For years I put my children and my husband above me. And I’m some ways I most definitely created the issues by doing this. When I spoke about this need to find me, foenixRising, not the Mom, the wife, the bad dream chaser, the rule enforcer, the maid, the laundry lady, the playmate, the anything of me before motherhood my H encouraged me to do so but in my own time. My needs of adult conversation, affection, appreciation, self care... they were mine to make and I never did. I tried but they were never a priority bc there was so much else to do. While I did reach out for help and expressed my unhappiness, it wasn’t taken seriously and I started dreaming of a divorce. Literally thinking how nice it would be to only have to clean, cook, care for my kids part time and have a weekend to myself occasionally. I found myself relating to and understanding the moms that lost their shit and left their families. The thought comforted me on my worst days. For two years I tried to hold everything together while it all was falling apart. I expressed all of this to my BS and everytime he’d say he’d work on it and didn’t. I went to counseling, took antidepressants, encouraged BS to come with me and was continuously ignored. I asked for a divorce a year ago. Was told we couldn’t afford it. From there I knew I needed to get my shit together and prepare to leave. Looked for a job... started getting my ducks in a row. Enough was enough. Then the A with BS’s (and my) close friend happened. It’s funny now when I look back... AP’s wife knew things weren’t great. She told AP and through this past conversation about BS texting with AP, I found out BS had also told AP we weren’t doing great. And that is when AP reaches out. He knew that BS and I had not been intimate in years. He knew that I wanted intimacy bc his wife had told him! Looking back I can’t decide if I was just that fucking dumb to really think this A was fate and true love or if in some ways it was premeditated by AP. I struggle with that. And I think that’s the biggest part of me I need to figure out. Like I know how I got there but I’m not sure how I was ok with my betrayal.
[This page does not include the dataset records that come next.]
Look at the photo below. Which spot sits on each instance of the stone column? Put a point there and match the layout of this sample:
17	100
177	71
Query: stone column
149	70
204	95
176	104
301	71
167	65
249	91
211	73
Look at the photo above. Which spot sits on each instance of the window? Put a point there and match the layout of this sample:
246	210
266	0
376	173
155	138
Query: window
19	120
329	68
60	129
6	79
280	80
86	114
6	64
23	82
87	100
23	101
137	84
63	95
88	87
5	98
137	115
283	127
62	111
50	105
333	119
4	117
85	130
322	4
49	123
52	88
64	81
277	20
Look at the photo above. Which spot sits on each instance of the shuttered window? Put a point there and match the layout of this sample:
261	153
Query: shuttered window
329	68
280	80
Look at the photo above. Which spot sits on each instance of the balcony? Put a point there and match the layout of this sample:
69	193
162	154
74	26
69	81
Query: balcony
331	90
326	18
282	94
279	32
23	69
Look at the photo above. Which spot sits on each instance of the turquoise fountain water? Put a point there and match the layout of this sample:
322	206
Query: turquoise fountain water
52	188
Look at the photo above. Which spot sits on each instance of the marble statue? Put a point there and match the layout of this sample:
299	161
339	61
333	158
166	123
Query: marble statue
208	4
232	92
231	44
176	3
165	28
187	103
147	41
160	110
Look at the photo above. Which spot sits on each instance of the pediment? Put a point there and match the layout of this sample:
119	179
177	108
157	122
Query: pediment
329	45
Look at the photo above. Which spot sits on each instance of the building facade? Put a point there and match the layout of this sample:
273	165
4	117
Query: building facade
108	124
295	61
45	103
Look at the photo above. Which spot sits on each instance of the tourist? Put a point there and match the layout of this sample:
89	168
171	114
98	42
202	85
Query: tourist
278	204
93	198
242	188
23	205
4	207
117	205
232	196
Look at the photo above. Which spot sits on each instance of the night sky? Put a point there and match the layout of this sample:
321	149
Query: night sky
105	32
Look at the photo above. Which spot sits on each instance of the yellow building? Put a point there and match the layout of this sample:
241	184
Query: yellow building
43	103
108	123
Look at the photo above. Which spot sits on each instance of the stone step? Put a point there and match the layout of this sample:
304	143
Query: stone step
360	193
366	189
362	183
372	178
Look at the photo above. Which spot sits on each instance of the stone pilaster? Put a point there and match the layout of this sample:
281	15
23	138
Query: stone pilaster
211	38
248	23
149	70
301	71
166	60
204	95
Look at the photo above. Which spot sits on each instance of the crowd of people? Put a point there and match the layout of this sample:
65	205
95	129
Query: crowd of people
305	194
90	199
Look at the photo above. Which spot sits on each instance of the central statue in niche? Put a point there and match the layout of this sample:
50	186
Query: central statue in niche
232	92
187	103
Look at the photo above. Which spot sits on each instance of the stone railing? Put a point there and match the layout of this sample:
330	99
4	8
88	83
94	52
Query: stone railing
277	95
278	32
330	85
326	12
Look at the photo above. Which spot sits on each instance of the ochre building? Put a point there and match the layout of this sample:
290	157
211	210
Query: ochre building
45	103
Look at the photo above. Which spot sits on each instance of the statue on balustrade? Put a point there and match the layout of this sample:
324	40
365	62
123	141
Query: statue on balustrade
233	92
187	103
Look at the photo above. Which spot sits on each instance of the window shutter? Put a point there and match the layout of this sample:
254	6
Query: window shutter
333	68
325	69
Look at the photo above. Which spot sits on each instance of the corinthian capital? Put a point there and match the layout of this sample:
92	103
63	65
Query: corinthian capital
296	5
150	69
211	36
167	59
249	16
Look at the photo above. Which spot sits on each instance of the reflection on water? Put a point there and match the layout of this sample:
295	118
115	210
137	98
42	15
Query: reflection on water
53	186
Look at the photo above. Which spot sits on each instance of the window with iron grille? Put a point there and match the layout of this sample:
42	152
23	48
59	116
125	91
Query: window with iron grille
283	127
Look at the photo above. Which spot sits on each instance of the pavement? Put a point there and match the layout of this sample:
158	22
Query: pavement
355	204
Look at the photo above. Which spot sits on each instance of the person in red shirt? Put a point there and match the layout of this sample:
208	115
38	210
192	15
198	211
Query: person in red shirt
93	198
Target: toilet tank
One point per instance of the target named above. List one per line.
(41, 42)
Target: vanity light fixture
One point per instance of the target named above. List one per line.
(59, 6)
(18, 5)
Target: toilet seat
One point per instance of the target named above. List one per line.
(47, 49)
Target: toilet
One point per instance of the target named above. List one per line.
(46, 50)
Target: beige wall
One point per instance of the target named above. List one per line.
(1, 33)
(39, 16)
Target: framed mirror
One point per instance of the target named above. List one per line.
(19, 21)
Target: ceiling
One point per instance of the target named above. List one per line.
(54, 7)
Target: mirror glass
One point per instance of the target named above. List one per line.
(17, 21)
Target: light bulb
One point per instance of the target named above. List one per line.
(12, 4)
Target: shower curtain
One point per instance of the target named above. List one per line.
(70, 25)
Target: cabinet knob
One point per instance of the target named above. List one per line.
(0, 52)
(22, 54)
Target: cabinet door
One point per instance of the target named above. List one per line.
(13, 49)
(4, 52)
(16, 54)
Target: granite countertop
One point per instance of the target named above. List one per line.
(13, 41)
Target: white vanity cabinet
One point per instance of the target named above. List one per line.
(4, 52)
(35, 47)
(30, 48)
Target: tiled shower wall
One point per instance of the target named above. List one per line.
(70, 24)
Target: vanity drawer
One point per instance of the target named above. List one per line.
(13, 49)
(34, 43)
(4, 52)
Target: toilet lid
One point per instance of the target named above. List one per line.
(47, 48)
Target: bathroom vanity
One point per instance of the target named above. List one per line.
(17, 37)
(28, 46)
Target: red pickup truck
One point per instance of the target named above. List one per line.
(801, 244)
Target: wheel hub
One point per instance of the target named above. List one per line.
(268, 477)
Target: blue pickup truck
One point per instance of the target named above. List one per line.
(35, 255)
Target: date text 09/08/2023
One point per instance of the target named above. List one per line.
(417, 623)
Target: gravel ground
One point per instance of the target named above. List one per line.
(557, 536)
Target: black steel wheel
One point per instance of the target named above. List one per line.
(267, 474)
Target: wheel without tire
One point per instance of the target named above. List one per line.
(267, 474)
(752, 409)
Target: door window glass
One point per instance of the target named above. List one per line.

But, while I continue to hate what I’ve done, parts of me are glad bc BS and I hit rock bottom and are trying to build back up. And now, BS is supportive of my need for me and makes time and takes over half of everything else so that I can work, I’m back in school, I’m getting out with friends. Now I am still mom, wife, launderer, house keeper, bad dream chaser, all that, but so is he. I’m also Foenix, an artist who makes time to paint, a teacher that works with autistic students, and grad student. Those are things that I want for me and they are now a priority for my whole family. Even my boys have stepped up to the plate to make moms load less so foenix can rise.
I don’t know what will happen in my marriage or that we’ll be able to fix us but I will have myself to fall back on this time if we can’t and I’m not going down without a fight and for the first time I FEEL like my H is fighting too. I reflect back now to how forward I looked (dreamt) to have a weekend to myself if we D. That makes me so sad. I don’t want to ever go a day without seeing my kids and can’t believe I ever thought way. I am much more the woman I want to be today then I was a year ago.
Does that make sense and answer your question? And thank you for the hugs! They’re very appreciated and warm.